This could be approached in several ways. One way would be to consider the spatial extent of the market in which the firm seeks to sell its products or services. For example, local, regional, national, or international. If a firm knows its target market in advance, then it can adapt shape its products or services specifically for the customers in that market. Another way would be to consider whether the buyer of its output is a business (B2B) or an individual consumer (or group) of consumers. A third way would be to consider the market from both a customer and rival firm perspective. For example, in markets characterised by lots of small firms and lots of consumers, then firms would behave differently from those characterised by a small set of dominant firms with market power. Hope this helps? Cheers, Marc
There are several points of view to explain the essence of market orientation. First, Market orientation as culture-based behavioral perspective. Narver and Slater (1990) defines market orientation as an organizational culture that puts profit creation and superior customer value as the top priority. There are three behavioral components: customer orientation, competitor orientation, and coordination among functions within the company. Second, Market orientation as a marketing activity.
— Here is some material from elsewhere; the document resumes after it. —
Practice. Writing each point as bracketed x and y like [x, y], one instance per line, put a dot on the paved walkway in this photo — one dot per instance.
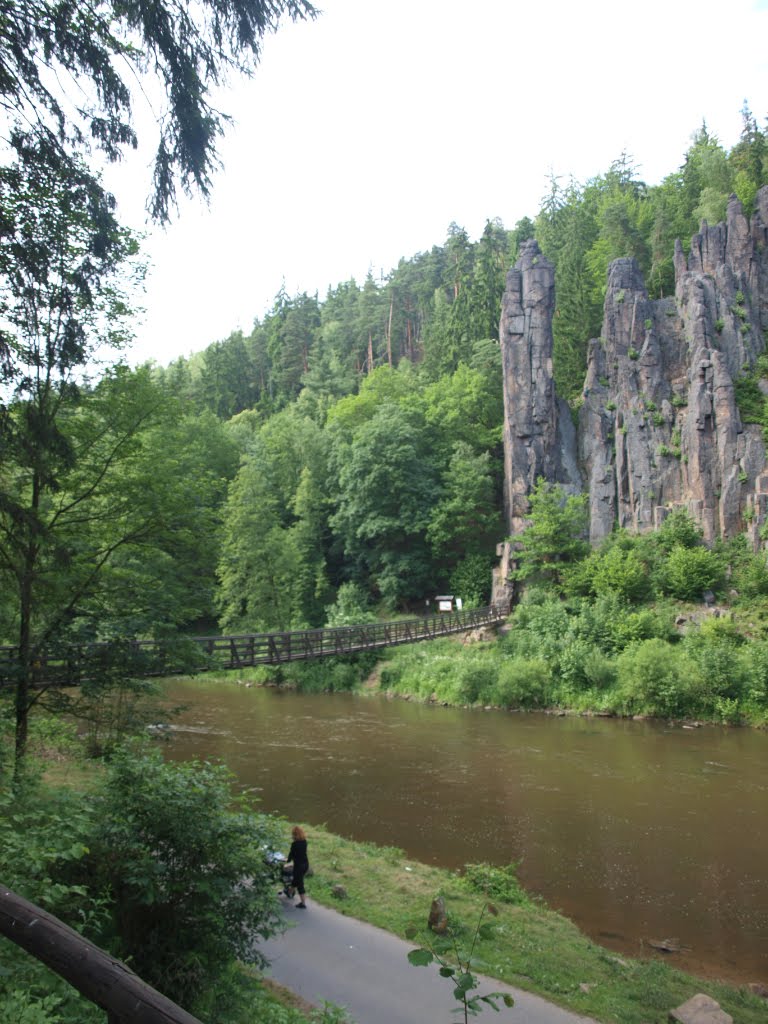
[324, 955]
Market orientation as the generation and dissemination of market intelligence consists of information about customer needs today and the future and exogenous factors affecting these needs. Jaworski and Kohli (1993) there are three elements: generates market intelligence, disseminate market intelligence and responsive.
Hi Lhoussaine. In addition to the other comments, i ll say it depend on your research interest, behavioural vs cultural perspective. For a start, read two articles given by Heng Liu and Elia. These are two well known works on MO concept and measure.